# Diablo 2: how to turn on right mouse button?



## llyrwy (Apr 18, 2003)

I have a two button Logitech MX500 Optical Mouse but for some reason I the right mouse button has the same function as the left mouse button in the game.

I have to press Command-leftmouse button to have the desired effect of the right mouse button.

Does anybody know how to configure the right mouse button?

Pls help. Thanks.


----------



## Greystroke (Apr 18, 2003)

press escape
go to options
and then configure controls i believe it is...


if i'm thinking of the right thing there should be an option in there some where to correct your problem, along with lots of other things that you can customize like screen capture, inventory ans so on


----------



## llyrwy (Apr 18, 2003)

There isnt an option for the right mouse button. These are all provisions for configuring hotkeys. There is no option for giving your right mouse button the effect of "Cmd-click".

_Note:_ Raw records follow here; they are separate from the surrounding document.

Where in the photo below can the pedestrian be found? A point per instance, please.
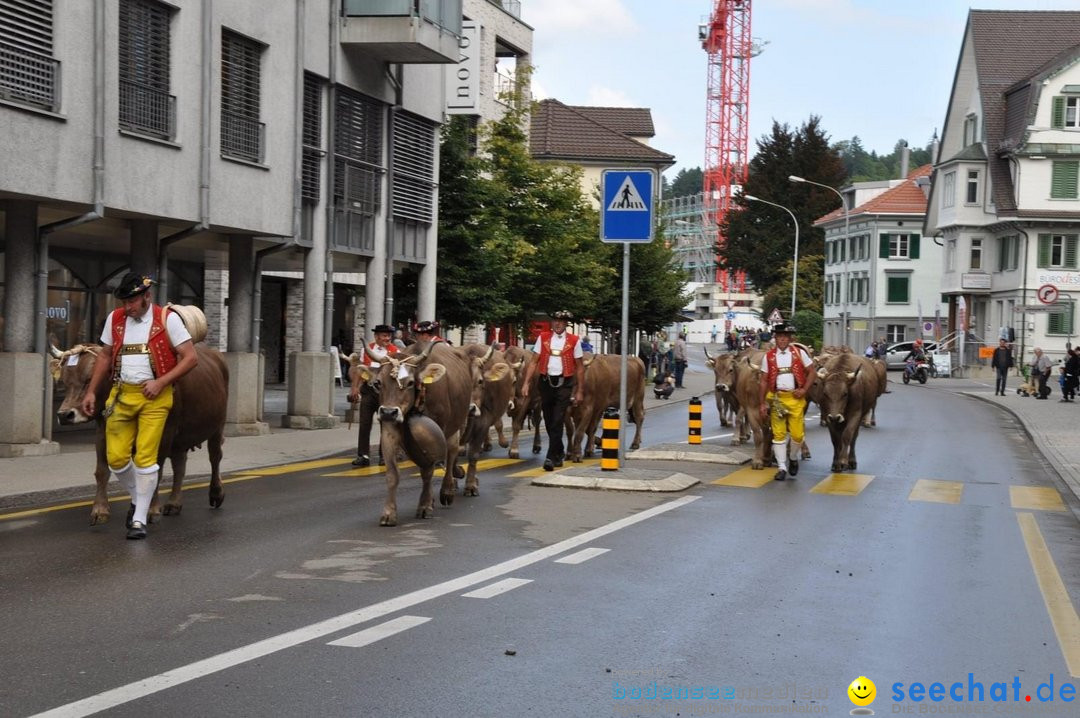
(678, 352)
(148, 350)
(363, 392)
(787, 377)
(1001, 362)
(562, 381)
(1040, 369)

isnt this supposed to be automatic??


----------



## llyrwy (Apr 18, 2003)

pls help somebody.


----------



## a2daj (Apr 18, 2003)

In OS X it should just work unless your mouse drivers are causing issues. Which ones do you have installed?  The Logitech ones?  I mave an Mx700 but never bothered installing the included Logitech drivers.  I went straight for USB Overdrive.  If possible, see if you can disable the Logitech drivers for a bit to see if you can get right clicking working.

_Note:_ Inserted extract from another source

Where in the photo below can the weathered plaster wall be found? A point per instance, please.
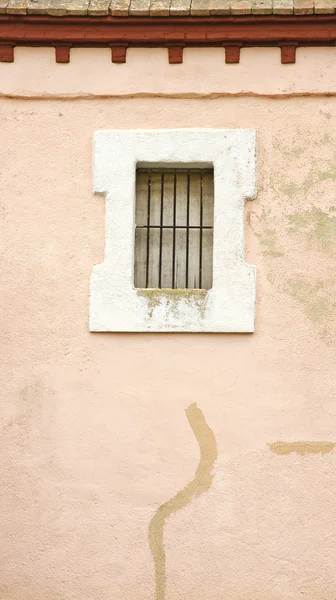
(107, 465)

In OS 9, you have to enable multibutton support in the dialog box that shows up when you open the app.  If you disabled the app, hold down option while opening the app to make it reappear.


----------



## llyrwy (Apr 18, 2003)

thanks. i fixed the problem by installing the 1.09d patch carbon version. prior to this i was running 1.09 under classic and my mouse, even if selected as multibuttoned, woul d not work properly.


----------



## Arden (Apr 18, 2003)

On an almost related topic, I have a Starlogic multibutton mouse on my iMac that has a small trackball instead of a scroll wheel.  I have no problem configuring my mouse with USBOD in 9, but in X USBOD doesn't work.  This mouse is not officially supported for the Mac, and so I can't just install their driver to make it work.  Does anyone know a compatible mouse driver that I can use, under either system (like to make my ball scroll left & right)?


----------